コンセントリフォームの際に考慮したい、コンセントの種類や数・配置

新築や中古住宅など、念願のマイホームを手に入れたは良いものの、どれだけシミュレートしていても細部に関しては実際に生活してみるまで分かりにくいものです。特に、生活のしやすさや家具の配置に左右されるコンセントはその最たる例と言って良いでしょう。家を建てたり、リフォームが完了してから「ここにもうひとつ足しておけば良かった」など後悔するケースが非常に多いです。ここでは、コンセントリフォームを検討している方に覚えておいてほしい、コンセントの配置や種類・数についての基礎知識を解説していきます。

コンセントの種類と特徴

コンセントと聞くともっとも目にする機会の多い、二個口の「ダブルコンセント」をイメージしがちですが、他にもたくさんの種類があります。ダブルコンセントは万能ではあるものの、家電製品によっては漏電や過大電流などの危険が伴うため、コンセントの種類と特徴を把握してうまく配置しなければなりません。最もなじみ深いダブルコンセントに次いで家庭内でよく使用されているのが、「アース付きコンセント」です。文字通りアース線を繋ぐ部品が取り付けられているコンセントで、グランドに電流を逃がすことで感電や漏電を防ぐ役割があります。主な接続用途としては、漏電防止のために繋ぐ洗濯機、過大電流が流れることを防ぐ目的で繋ぐ電子レンジなどが挙げられます。次に、さまざまな用途で使用することができる「マルチメディアコンセント」も見ていきましょう。一般的なダブルコンセントに加えて、インターネットや電話回線などの通信系がまとめられたコンセントです。テレビやパソコン、電話やFAXなどを設置する上で不可欠となります。

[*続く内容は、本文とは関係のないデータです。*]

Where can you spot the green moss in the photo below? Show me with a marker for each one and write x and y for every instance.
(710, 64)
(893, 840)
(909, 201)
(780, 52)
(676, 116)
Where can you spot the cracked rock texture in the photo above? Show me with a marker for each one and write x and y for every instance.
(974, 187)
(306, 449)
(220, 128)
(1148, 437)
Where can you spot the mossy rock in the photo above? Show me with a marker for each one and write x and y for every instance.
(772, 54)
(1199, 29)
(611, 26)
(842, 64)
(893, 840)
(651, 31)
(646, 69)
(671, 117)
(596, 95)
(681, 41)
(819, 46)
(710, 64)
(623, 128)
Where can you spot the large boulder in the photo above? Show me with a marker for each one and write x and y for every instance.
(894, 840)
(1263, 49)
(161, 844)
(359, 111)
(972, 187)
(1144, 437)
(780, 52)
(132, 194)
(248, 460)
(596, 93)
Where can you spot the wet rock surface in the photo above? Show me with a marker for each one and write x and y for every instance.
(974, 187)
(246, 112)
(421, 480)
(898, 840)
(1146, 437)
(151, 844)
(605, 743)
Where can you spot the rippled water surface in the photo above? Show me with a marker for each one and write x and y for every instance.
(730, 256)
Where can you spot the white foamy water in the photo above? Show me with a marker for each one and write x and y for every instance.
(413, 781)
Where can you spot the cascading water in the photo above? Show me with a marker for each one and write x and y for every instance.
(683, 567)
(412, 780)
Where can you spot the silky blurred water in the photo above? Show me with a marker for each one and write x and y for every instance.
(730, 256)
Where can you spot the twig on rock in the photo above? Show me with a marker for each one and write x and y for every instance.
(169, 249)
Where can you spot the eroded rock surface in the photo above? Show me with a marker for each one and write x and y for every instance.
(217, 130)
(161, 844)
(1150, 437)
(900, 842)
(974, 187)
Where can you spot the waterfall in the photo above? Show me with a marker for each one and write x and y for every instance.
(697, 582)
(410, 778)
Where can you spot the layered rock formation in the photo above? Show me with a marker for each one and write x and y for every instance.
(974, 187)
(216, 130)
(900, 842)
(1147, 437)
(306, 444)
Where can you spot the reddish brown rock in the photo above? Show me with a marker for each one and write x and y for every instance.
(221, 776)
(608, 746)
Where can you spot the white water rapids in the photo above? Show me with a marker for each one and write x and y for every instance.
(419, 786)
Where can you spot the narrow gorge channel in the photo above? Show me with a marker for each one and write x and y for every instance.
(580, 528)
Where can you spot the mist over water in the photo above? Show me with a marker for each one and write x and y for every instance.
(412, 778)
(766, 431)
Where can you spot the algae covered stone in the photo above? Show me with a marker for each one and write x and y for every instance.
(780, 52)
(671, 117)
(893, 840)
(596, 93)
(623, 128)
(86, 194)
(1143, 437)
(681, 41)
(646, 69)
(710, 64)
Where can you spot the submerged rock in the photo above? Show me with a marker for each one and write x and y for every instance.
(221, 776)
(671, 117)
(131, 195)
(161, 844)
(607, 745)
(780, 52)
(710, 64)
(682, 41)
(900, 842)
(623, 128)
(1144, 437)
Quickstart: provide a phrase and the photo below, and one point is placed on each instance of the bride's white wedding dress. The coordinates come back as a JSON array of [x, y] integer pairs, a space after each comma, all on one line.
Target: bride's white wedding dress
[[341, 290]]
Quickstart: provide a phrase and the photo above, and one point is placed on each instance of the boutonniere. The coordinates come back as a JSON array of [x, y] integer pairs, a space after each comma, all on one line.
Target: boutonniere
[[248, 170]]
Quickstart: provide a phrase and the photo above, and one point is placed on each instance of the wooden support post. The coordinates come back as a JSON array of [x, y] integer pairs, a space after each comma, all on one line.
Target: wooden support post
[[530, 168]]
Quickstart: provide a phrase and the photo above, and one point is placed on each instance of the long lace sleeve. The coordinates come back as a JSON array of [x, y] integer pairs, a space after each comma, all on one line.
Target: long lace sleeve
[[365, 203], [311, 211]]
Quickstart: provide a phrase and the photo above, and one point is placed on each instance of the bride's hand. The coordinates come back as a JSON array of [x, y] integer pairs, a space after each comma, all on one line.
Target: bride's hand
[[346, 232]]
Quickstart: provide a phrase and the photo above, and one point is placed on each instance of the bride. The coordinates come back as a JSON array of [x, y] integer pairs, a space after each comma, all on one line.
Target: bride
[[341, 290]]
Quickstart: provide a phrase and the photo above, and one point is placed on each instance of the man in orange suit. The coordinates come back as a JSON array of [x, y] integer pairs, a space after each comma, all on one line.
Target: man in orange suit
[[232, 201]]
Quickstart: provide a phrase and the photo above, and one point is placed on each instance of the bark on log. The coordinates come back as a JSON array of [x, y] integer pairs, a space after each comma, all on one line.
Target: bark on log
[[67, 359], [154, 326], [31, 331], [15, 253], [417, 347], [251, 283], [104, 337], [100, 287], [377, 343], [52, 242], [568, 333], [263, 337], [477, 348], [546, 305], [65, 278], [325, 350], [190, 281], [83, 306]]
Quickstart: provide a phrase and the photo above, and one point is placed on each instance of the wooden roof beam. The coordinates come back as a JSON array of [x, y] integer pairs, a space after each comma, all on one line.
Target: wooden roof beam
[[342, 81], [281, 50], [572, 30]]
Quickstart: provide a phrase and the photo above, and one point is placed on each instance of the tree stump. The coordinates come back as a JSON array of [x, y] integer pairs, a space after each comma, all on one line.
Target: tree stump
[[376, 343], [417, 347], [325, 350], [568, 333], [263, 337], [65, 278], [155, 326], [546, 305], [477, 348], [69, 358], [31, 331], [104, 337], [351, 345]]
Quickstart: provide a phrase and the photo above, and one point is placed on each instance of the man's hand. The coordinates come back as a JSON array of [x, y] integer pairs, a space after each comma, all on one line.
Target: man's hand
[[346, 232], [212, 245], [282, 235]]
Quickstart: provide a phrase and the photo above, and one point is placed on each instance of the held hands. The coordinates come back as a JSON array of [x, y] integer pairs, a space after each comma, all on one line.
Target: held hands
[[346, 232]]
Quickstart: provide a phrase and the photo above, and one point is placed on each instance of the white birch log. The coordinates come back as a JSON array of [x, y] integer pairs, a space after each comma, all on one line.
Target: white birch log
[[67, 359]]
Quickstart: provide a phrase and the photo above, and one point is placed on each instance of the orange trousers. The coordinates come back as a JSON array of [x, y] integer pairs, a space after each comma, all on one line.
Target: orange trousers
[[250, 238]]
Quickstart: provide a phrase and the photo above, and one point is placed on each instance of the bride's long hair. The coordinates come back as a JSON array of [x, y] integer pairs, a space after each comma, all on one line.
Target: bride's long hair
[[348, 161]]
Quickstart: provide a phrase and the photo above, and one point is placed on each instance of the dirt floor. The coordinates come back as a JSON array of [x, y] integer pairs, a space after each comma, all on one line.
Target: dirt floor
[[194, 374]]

また、近年ではパソコンに加えてスマートフォンやタブレット端末の普及により、「USBコンセント」という種類のコンセントも登場しました。通常であれば電源アダプタをダブルコンセントに挿して、そこからさらにUSBケーブルで端末と繋いで充電しますが、このUSBコンセントを設置すればUSBケーブルのみで充電できるという便利な代物です。他にも「あったら便利系」コンセントとして、アップコンセント(フロアコンセント)が挙げられます。床面上に設置するコンセントで、使用しない時はフタを閉じれば平面状態に戻るものです。さらに、プラグを回さないと抜けない仕組みになっている「抜け止め式コンセント」、反対にコードに足を引っかけた時に容易に外れて家族の転倒事故を防げる「マグネット式コンセント」などは、家族の年齢や生活スタイル、シーンに応じてチョイスすると良いでしょう。コンセント内に異物混入やお子さんのイタズラを防ぐシャッター付きのコンセント、屋外で使う傘付きコンセントや防水タイプコンセントといった種類もあるため、ぜひリフォームや注文住宅の購入前にこれらの種類を一通り頭に入れておいてください。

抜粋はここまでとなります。